They told David it was impossible – that even the Reckoners had never killed a High Epic. Yet, Steelheart – invincible, immortal, unconquerable – is dead. And he died by David’s hand. Eliminating Steelheart was supposed to make life more simple. Instead, it only made David realise he has questions. Big ones. And there’s no one in Newcago who can give him the answers he needs.
Babylon Restored, the old borough of Manhattan, has possibilities, though. Ruled by the mysterious High Epic, Regalia, David is sure Babylon Restored will lead him to what he needs to find. And while entering another city oppressed by a High Epic despot is a gamble, David’s willing to risk it. Because killing Steelheart left a hole in David’s heart. A hole where his thirst for vengeance once lived. Somehow, he filled that hole with another Epic – Firefight. And he’s willing to go on a quest darker, and more dangerous even, than the fight against Steelheart to find her, and to get his answers.
As you may have guessed from the successive posting of reviews for the first book Steelheart and the novella Mitiosis I moved on to Firefight straight after finishing those two, which made for a great experience, 🙂 but I now have a long wait for the final book. 🙁
If you’ve not read either then
David is now known as Steelslayer, the Reckoner who killed an epic, but is that who he really is, and what does he do now, when the only thing his life was focused on has been achieved, especially when he’s starting to think just killing the Epics may not be the best way forward.
This is slight change of heart (because David still kills Epics) is down to Prof, the Reckoner’s leader, and Conflux (an Epic they kidnapped/saved from Steelheart’s ranks) both being Epics, Epics that David believes proves what his dad believed, that heroes will step forward if given the chance. This puts him at odds with his team.
Put this pales to the trouble that his relationship with Megan, former Reckoner, believed to be a traitor, and is also the high Epic, Firefight. You see David is in love with her believes in her and may have go against the team to prove it.
Emotionally this gives a different feel to the book compared with Steelheart, a few extra layers compared to the mission of book one.
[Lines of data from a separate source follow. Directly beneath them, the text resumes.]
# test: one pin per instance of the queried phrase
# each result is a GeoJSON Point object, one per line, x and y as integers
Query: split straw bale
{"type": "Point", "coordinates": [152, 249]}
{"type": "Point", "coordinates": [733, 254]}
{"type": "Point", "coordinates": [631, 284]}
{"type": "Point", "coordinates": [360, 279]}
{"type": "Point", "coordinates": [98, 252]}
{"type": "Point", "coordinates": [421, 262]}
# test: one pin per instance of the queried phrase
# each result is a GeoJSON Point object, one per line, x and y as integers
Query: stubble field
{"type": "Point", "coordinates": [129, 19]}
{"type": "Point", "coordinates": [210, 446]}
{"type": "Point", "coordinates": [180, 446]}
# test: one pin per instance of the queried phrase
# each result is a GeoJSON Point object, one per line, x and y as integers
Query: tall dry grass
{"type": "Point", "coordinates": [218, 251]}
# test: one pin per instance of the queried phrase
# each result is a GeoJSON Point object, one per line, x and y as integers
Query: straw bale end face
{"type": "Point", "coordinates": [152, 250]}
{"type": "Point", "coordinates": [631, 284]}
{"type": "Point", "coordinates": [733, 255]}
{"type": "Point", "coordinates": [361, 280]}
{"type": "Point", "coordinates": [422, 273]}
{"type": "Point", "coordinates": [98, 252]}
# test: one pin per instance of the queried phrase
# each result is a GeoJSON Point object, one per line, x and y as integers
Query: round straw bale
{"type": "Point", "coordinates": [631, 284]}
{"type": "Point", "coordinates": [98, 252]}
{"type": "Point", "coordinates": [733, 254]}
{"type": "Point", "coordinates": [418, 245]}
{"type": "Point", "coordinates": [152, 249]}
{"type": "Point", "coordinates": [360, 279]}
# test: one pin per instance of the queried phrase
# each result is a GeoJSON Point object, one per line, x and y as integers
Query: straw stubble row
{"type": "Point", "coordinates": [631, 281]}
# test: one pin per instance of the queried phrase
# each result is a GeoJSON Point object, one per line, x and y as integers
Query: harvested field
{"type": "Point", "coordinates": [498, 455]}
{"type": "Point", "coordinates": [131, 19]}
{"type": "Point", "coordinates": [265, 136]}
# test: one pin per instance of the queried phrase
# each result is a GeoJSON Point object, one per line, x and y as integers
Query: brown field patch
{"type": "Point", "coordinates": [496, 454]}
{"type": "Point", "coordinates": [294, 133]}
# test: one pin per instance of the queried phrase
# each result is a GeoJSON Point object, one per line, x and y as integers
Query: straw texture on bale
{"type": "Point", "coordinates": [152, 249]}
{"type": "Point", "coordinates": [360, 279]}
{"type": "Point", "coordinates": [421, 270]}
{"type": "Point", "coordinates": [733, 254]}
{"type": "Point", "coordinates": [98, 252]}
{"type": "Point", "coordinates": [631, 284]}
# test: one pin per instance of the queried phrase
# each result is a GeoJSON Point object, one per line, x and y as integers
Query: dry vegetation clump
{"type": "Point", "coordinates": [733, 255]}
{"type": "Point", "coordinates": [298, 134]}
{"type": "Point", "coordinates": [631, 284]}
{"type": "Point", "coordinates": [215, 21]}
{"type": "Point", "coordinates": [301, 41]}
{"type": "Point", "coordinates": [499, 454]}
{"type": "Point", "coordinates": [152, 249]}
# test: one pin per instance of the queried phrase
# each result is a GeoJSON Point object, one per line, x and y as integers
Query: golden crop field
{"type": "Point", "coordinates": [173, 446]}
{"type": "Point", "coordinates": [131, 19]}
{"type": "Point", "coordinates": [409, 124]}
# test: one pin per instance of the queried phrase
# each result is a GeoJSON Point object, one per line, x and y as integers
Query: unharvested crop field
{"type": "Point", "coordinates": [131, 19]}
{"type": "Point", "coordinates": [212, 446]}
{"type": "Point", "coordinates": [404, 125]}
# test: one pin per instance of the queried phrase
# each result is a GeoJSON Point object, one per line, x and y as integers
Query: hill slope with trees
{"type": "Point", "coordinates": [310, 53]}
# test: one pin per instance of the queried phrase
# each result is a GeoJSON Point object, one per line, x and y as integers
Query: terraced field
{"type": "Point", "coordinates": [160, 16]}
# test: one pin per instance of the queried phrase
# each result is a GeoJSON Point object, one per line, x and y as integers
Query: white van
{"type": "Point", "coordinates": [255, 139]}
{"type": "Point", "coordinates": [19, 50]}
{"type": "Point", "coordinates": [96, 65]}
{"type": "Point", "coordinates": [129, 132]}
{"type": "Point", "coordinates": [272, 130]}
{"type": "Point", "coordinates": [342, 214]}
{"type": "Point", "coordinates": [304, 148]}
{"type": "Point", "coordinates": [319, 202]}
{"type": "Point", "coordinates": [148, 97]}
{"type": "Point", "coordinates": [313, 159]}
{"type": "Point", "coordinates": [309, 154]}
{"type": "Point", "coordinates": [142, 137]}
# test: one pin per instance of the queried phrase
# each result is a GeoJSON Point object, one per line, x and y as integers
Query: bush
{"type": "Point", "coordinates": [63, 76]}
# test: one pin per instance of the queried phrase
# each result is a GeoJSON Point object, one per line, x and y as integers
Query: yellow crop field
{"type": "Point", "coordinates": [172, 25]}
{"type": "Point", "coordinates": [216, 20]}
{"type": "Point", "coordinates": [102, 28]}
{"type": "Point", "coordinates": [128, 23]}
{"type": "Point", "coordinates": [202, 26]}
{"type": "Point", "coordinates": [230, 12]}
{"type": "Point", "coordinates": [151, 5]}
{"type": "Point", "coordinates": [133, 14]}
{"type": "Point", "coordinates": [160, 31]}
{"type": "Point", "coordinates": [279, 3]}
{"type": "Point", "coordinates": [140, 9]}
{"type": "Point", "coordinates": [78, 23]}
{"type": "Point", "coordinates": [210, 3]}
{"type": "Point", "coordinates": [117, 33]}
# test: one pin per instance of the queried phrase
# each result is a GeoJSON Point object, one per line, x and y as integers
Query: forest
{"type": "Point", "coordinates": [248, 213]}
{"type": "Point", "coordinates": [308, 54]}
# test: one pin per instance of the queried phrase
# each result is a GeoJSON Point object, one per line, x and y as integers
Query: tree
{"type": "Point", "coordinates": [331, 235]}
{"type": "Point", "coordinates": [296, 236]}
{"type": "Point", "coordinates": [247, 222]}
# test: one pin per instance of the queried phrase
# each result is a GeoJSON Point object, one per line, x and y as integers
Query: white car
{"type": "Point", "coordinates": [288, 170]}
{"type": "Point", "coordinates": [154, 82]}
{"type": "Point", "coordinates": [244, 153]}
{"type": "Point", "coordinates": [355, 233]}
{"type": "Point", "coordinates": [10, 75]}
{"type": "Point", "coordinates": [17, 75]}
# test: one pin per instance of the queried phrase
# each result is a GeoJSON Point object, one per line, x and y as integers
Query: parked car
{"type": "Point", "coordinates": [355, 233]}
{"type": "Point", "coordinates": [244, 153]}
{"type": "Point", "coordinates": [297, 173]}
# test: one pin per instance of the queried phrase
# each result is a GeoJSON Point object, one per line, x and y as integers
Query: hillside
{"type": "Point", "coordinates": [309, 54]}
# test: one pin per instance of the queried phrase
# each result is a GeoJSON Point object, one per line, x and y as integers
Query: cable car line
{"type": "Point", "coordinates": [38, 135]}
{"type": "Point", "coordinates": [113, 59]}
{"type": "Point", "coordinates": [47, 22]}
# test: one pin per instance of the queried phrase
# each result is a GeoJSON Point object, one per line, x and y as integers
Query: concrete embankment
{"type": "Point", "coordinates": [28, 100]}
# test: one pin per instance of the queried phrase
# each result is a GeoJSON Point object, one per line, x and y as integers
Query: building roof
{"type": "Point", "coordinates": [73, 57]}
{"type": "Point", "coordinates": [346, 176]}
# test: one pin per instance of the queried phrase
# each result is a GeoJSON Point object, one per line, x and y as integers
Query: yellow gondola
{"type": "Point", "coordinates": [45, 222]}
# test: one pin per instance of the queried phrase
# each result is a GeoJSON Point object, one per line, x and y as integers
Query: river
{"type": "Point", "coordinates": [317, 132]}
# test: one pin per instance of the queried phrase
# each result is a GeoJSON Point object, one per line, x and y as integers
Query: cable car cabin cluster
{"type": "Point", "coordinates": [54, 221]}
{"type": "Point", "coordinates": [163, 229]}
That doesn’t mean there is any less action though, heck no. The book explodes into life early on, and the pace doesn’t often drop as we head towards the climax, because despite their differences, the Reckoners must work together to save Babylon Restored from the machinations of Regalia and Obliteration.
I said this after posting my review of Steelheart:
Brandon Sanderson starts to move in to favourite author territory with the first book in his Reckoners series: http://t.co/FQPjYUtL2c
— Darren Owens (@bartsbooks) February 12, 2015
I now can say that after finishing Firefight, Sanderson is now firmly entrenched among my list of favourite authors, whose every book I want to read. And I can’t wait for the next one in this series.
Buy: Firefight by Brandon Sanderson
Now I know, many of you love Sanderson’s books, as I have seen him come up a few times over the years in my feed reader, which of his books/series should I start on next? (I’ve also read and loved, The Rithmatist).